El fusil cuelga inerte del tahalí del Marquesano, con la culata destrozada. Armas miserables para una empresa miserable. Tendría que haber hecho caso al Maestro. El Maestro había desaconsejado la expedición. El Maestro no había dado crédito a los rumores de los campesinos en armas y de los párrocos en fuga. Tendría que haberse fiado del Maestro. De él y de su instinto. Pero ahora es ya tarde para arreglarlo. Entre pólvora y gritos, los soldados de su majestad y los urbanos bajan la cuesta disparando a lo loco. Diez compañeros han improvisado una formación. Lorenzo dispara a ciegas, después tira el arma. Saca el puñal que lleva consigo desde los tiempos de Venecia y se lo pasa al compañero.

—Quiere decir que vamos a morir con dignidad.

El Marquesano asiente.

—¡Viva Italia!

—¡Viva!

El Marquesano endereza su gran estatura y se lanza rugiendo contra el enemigo. Lorenzo se precipita detrás. Tropieza. Cae pesadamente.
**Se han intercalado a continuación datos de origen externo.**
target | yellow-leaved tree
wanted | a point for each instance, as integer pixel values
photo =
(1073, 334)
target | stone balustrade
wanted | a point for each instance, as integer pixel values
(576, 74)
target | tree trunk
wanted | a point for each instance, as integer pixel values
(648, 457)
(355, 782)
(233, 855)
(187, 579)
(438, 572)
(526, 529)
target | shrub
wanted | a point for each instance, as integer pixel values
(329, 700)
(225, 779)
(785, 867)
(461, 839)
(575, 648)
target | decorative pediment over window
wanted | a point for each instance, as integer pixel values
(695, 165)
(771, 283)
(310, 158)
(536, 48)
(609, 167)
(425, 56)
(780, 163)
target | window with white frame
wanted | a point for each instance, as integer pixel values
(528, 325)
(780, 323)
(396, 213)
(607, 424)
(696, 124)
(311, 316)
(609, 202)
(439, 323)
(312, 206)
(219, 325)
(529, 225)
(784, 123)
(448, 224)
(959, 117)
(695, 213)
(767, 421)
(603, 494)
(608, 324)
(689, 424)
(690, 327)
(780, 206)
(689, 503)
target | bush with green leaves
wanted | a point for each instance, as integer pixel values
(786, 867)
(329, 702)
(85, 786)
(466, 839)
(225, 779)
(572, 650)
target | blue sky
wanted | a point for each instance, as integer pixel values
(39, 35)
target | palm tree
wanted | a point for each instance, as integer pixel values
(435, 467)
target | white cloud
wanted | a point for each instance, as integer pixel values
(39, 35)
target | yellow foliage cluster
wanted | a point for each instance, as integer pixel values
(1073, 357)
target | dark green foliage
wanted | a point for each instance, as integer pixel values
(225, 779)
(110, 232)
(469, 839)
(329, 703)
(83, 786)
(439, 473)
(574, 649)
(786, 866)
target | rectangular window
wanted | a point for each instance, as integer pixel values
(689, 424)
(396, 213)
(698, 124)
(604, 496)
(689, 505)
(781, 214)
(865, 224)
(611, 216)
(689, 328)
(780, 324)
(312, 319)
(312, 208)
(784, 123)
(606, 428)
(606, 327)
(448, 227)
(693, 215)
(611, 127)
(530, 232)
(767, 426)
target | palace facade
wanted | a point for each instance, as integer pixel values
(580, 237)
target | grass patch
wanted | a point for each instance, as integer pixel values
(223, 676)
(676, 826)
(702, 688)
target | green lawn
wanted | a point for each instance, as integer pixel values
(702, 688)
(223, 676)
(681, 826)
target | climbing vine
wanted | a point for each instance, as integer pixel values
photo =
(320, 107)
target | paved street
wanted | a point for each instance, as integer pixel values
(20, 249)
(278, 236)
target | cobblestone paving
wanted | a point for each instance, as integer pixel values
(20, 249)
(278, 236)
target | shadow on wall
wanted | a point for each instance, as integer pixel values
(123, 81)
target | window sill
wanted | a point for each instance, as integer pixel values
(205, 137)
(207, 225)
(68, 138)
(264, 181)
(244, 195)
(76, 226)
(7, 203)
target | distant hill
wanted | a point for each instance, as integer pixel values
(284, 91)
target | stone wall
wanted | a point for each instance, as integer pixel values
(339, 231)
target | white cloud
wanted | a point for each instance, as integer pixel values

Las zarzas lo golpean, tiene sangre en la barbilla. La muchacha se queda acurrucada, de sus labios sellados parece brotar un canto ahogado. La muchacha le ha anudado los cordones de los zapatos. No se le pasa por la imaginación dejarlo morir. Lorenzo se afana en deshacer el nudo. Ella está arrancando una caña del río. Hará otro de sus condenados caramillos. Lorenzo está de pie en medio del polvo, que se va disipando. Los soldados controlan a los supervivientes. Siguen vivos quince. Un oficial da la vuelta al cadáver del Marquesano, tiene el cuello doblado de forma poco natural. Lorenzo vuelve a acurrucarse. La muchacha señala el fondo de una grieta. Lorenzo la mira sin comprender. La muchacha dibuja con la punta del cuchillo una roca y en la roca una hendidura. Le sugiere una vía de escape. ¿Morir como mártires de la Revolución o salvar la piel para otras y más nobles empresas? Entonces un temblor en los ojos de ella lo hace volverse de golpe.

—Ccà’ n autru ci nn’è!7—grita un urbano de aspecto exaltado.

Un teniente pálido de cabello corto y oscuro avanza cauteloso hacia Lorenzo, apuntando con una pistola. La muchacha está a su espalda. Quizás el oficial todavía no la ha visto. Quizá todavía puede salvarse. Con gesto decidido, Lorenzo se planta delante del teniente y le tiende el fusil.

—Me llamo Lorenzo di Vallelaura. Soy vuestro prisionero.

El otro lo escruta con aire irónico.

—¿Piamontés?

—Veneciano.

—¡Ah! Ti xe de Venexia8?—se burla el teniente. A continuación, sin motivo, lo golpea en la sien con la culata de la pistola.